Doctor Sleep - Mike Flanagan and The Shining sequel

I’m not getting a very strong horror vibe from that trailer. It looks like a TV show.

Well, that fits because the book didn’t have much horror either.

You do gotta admire the chrome-plated pair it takes to to direct a sequel to a Kubrick, though. Whatever else you can say about Mike Flanagan, he doesn’t lack for self-confidence.

Too bad it looks like they re-used the sets and recycled the visual effects from The Haunting of Hill House. I suspect from the trailer that the end result will be about as disappointing.

I’d say that Kubrick’s film should have been left well enough alone. I haven’t seen Ready Player One but I caught the Overlook scene and I thought it was sacrilege. And not the fun kind of sacrilege.

I think by creating a sequel to a Kubrick film you automatically gain Kubrick’s powers as a film director.

Time for me to create a sequel to 2001. Wait…

If this is what deepfake tools make possible I’m onboard.

The movie is already playing in a theater in my country this weekend but I’m not sure it will get a broad release. I did enjoy Haunting of Hill House for the most part but haven’t seen Gerald’s Game or Hush.

Well… Mike Flanagan is no Stanley Kubrick, that’s for sure.

Henry Thomas doing an impression of Jack Nicholson? Why, Mike? Just why?

So you saw it?

I don’t think this was great (or even very good), but it was enjoyable enough. So pretty much like the book, on both counts.

Something I particularly enjoyed about it: I found it very satisfying how the villains were pretty much totally outmatched from the start. I suppose that works better in the book, where you spend more time with them and get more invested, but it was fine enough here for me.

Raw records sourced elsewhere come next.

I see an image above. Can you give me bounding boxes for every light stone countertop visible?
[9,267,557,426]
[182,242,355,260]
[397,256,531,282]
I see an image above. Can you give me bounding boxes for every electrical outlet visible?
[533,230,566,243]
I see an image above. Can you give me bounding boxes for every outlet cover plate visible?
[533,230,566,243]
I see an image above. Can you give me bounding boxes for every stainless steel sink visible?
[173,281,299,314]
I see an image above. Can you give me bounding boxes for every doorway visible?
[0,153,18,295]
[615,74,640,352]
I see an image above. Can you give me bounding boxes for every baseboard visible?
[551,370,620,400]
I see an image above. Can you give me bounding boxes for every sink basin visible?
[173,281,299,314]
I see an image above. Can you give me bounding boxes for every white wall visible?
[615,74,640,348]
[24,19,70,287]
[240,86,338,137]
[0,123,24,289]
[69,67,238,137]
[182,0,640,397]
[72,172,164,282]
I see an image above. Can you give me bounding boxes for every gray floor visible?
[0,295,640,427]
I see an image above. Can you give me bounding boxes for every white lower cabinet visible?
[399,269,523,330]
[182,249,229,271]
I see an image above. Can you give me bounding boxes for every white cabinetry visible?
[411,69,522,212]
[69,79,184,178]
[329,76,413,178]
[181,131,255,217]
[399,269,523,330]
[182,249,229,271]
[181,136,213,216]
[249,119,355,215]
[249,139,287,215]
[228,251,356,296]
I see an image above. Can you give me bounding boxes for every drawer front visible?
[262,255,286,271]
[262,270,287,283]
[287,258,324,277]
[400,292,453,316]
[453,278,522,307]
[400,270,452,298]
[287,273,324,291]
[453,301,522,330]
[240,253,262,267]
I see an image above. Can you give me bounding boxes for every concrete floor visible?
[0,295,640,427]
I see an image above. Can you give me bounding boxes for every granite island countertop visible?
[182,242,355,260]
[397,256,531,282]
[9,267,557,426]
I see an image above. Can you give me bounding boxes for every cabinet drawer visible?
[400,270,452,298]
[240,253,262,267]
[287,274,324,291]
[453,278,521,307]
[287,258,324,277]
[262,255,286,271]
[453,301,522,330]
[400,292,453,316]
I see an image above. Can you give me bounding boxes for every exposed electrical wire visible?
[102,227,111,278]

Anyway. I wouldn’t really recommend it, but I had enough fun to justify the price of the ticket.

Yes. I did not enjoy it.

Even setting aside the differences from the book, I think Flanagan’s attempts to ape Kubrick were clumsy. The recreation of the hotel bits were dumb. A lot of the movie feels very rote and flat, like a TV movie, rather than a follow-up to The Shining.

I felt there was only one creative scene in the movie.

Rose the Hat’s out-of-body journey.

The rest just felt lame and unnecessary. I was hoping Flanagan would play with the setting a bit, since he did such a good job in The Haunting of Hill House of making a haunted house fell like an actual character, but The Overlook felt tiny and cheap.

Edit: Also a giant WTF at the scene with Bruce Greenwood interviewing Ewan. Hey, Flanagan! You thought we wouldn’t recognize that office?

I don’t get it. What’s the office from?

I actually kinda dug this movie. It’s not awesome but I thought it had this amazing tension and slow burn to it. Not knowing the source material outside of the origin movie, was kinda fun to see where it went. I was a little disappointed how it ended, but thought it was well acted (Rebecca Ferguson is AWESOME) almost all around (jeez hadn’t seen Carl Lumby in forever).

I agree with anonymgeist about the particularly enjoyable part–that really threw me and made me like it quite a bit more.

— Alan

It’s the same office Jack Nicholson had his interview with Ullman in the first movie.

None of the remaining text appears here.